Date: 2016-11-12 08:15 pm (UTC)
I wrote a huge post about my attempts to suss out Trump's foreign thinking. Aaaaand then LJ ate it. But to summarise a few of my views in bullet points,

1) On the campaign trail Trump most often described the world in terms of what looks a little like an amateur version of Layneian off-shore balancing. However, he was prone to contradiction and would often jump from that position to very different ones. (For instance, his whole "take the oil" thing, which arguably constitutes precisely the sort of morally disastrous, financially expensive military adventure that off-shore balancing advocates would normally strive to avoid.) I believe this is a reflection of Trump's fundamental inexperience.

2) If Trump wishes for a grand bargain with Russia, he should be prepared for a lengthy and difficult process. Russia is likely to test the waters soon after Trump's inauguration, so he needs to have his ducks in a row rather quickly. Relatedly, to avoid miscalculation on both sides, Trump should temper his readiness to negotiate with a strong affirmation of US support for its European allies.

3) Some of his key foreign policy ideas would actually be workable if they were handled appropriately and adroitly. Unfortunately Trump has repeatedly undermined these ideas through incoherence, heavy-handedness or irresponsibility. This again seems to reflect Trump's fundamental unfamiliarity with foreign policy, and underscores the need for a competent foreign policy team.

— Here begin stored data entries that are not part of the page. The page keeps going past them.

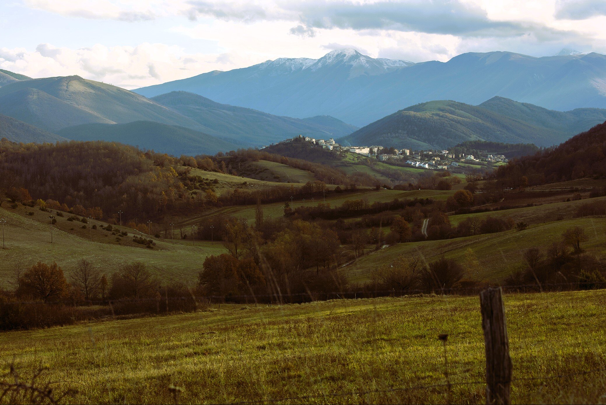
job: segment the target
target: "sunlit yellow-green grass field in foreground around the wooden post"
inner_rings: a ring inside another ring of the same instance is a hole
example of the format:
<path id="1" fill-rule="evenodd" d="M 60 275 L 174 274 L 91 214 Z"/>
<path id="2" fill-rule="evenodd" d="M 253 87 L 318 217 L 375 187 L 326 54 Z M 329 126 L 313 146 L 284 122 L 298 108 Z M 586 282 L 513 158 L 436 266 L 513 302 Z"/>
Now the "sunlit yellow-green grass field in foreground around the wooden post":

4) Many of Trump's campaign pronouncements described a fantabulous alternate reality in which the United States can do major things, and then nobody actually reacts to those things in any real way. This is painfully manifest in pretty much everything Trump has said about China. This general lack of dynamism and nuance could have been a mere campaign posture, but might just as well be another thing that reflects Trump's basic inexperience with how the world works.

5) Trump generally undervalues American alliances, which is arguably compatible with off-shore balancing ideas, but also a dramatically different conception of US national interest than that shared by most of the US foreign policy establishment at large. I think this will mean not only foreign troubles -- US allies generally do not conceive of their relationships to the US in the reductionist way Trump has publicly described those relationships -- but it also means that Trump will have a certain level of resistance from the State Department.